Quando isso acontece, esta se vê enredada numa armadilha fatal: sente-se culpada por suas fantasias incestuosas (que, repito, fazem parte do desenvolvimento normal) e chocada pela maneira como elas acabaram por se realizar.
A perplexidade se soma à vergonha e ao trauma de se ver traída por alguém em quem confiava; os efeitos na mente infantil são devastadores, e a eles se somam muitas vezes vestígios corporais, da irritabilidade ou ferimentos nos genitais à gravidez.
A situação é frequentemente complicada pelo medo de contar o que ocorreu ou, pior ainda, pela incredulidade com que o relato é recebido.

Mães se recusam a acreditar que o homem que amam possa ter cometido "aquilo" ou são coniventes (alguém duvida de que a mulher de Fritzl sabia - ou pelo menos suspeitava - do que estava acontecendo naquele porão?); autoridades (como a responsável pela Delegacia da Mulher de Catanduva) não dão seguimento à investigação; e o silêncio contribui para agravar a confusão e a dor.
Diante da incompreensão dos adultos, a criança vítima de abuso sexual aciona mecanismos de defesa violentíssimos, que acabam por aumentar ainda mais o seu sofrimento: identificação com o agressor, entrada numa posição masoquista, cisão da parte da sua mente que abriga as lembranças do fato e outros mais.
Pode se tornar abúlica ou muito agressiva, perder a capacidade de sonhar ou reviver a cena em pesadelos, ser to- mada por sentimentos de perseguição, pela culpa de ter "induzido" o ato ou pela imagem obsedante do agressor. Este, porém, pouco se importa com tais consequências: como sua personalidade é de tipo narcisista, a desumanização do outro não lhe provoca emoção nenhuma.
Contudo, por trás da fachada triunfante, nota-se que esse narcisismo é muito frágil: recobre precariamente um grande vazio e uma angústia atroz quanto à própria identidade.
Compreende-se que o perverso - e particularmente o pedófilo/incestuoso - busque na sexualidade um lenitivo para a incerteza sobre quem é e sobre o que pode ("a pedofilia é a perversão dos fracos e impotentes", diz Freud) e um meio de desviar sobre um ser indefeso o ódio e a hostilidade contra seus objetos internos.
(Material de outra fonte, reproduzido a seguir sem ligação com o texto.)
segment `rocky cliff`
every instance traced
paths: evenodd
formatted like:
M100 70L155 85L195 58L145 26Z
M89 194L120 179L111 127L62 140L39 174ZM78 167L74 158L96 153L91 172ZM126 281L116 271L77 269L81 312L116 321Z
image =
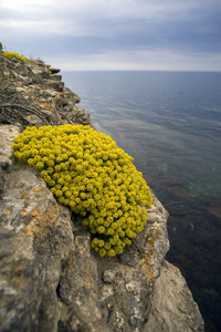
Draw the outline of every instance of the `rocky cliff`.
M39 173L14 160L11 144L27 125L92 124L59 70L8 60L4 71L1 331L203 331L185 279L165 260L168 214L154 193L144 231L123 255L99 258L81 217L57 204Z

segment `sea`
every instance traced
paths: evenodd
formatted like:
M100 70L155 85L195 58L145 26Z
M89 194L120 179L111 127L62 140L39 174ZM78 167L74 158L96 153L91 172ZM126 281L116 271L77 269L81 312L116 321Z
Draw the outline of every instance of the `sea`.
M62 72L169 212L166 259L221 331L221 72Z

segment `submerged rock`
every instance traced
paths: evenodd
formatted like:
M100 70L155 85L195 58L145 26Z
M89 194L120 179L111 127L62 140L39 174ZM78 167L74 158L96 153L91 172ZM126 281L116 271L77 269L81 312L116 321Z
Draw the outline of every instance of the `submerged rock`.
M13 138L30 123L92 124L59 70L10 62L8 69L14 101L30 101L39 113L15 104L0 117L0 330L203 331L185 279L165 261L168 212L154 193L133 245L99 258L81 218L57 204L38 172L14 160Z
M133 245L101 259L81 218L13 159L18 132L0 126L1 331L203 331L185 279L165 262L168 214L155 195Z

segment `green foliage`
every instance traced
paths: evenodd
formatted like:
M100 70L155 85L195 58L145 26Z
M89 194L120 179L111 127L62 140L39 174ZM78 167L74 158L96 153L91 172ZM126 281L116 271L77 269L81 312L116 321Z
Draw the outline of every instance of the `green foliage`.
M109 136L82 125L27 127L13 148L41 173L60 204L84 217L101 257L122 253L144 229L149 187Z

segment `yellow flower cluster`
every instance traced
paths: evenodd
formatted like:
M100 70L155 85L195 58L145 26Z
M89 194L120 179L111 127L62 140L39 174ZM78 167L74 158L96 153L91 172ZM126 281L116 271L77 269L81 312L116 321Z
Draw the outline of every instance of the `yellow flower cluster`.
M60 204L84 217L101 257L122 253L144 229L149 187L109 136L82 125L27 127L13 148L41 173Z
O entendimento sobre como funciona a personalidade do agressor, porém, não diminui a gravidade dos atos que pratica nem a dor imensa que inflige à sua vítima.
O tema do abuso sexual é complexo, e é evidente que estas breves observações não o podem esgotar. A informação adequada é essencial para quem lida com os desastres que ele provoca.
Por isso, gostaria de concluir este artigo recomendando a juízes, médicos, promotores, assistentes sociais, psicólogos - e também aos familiares das vítimas - a leitura de quatro livros nos quais me baseei para o redigir: "Cena Incestuosa", de Renata Cromberg; "Perversão", de Flávio Carvalho Ferraz; "Psicopatia", de Sidnei Kiyoshi Shine; e "Narcisismo e Vínculos", de Lucía Barbero Fuks, este uma coletânea na qual figuram vários trabalhos sobre o assunto [todos publicados pela ed. Casa do Psicólogo].


Lembremos o dito de Freud: "Primum non nocere" - antes de mais nada, não prejudicar quem está ferido!


RENATO MEZAN é psicanalista e professor titular da Pontifícia Universidade Católica de SP. Escreve na seção "Autores", do Mais!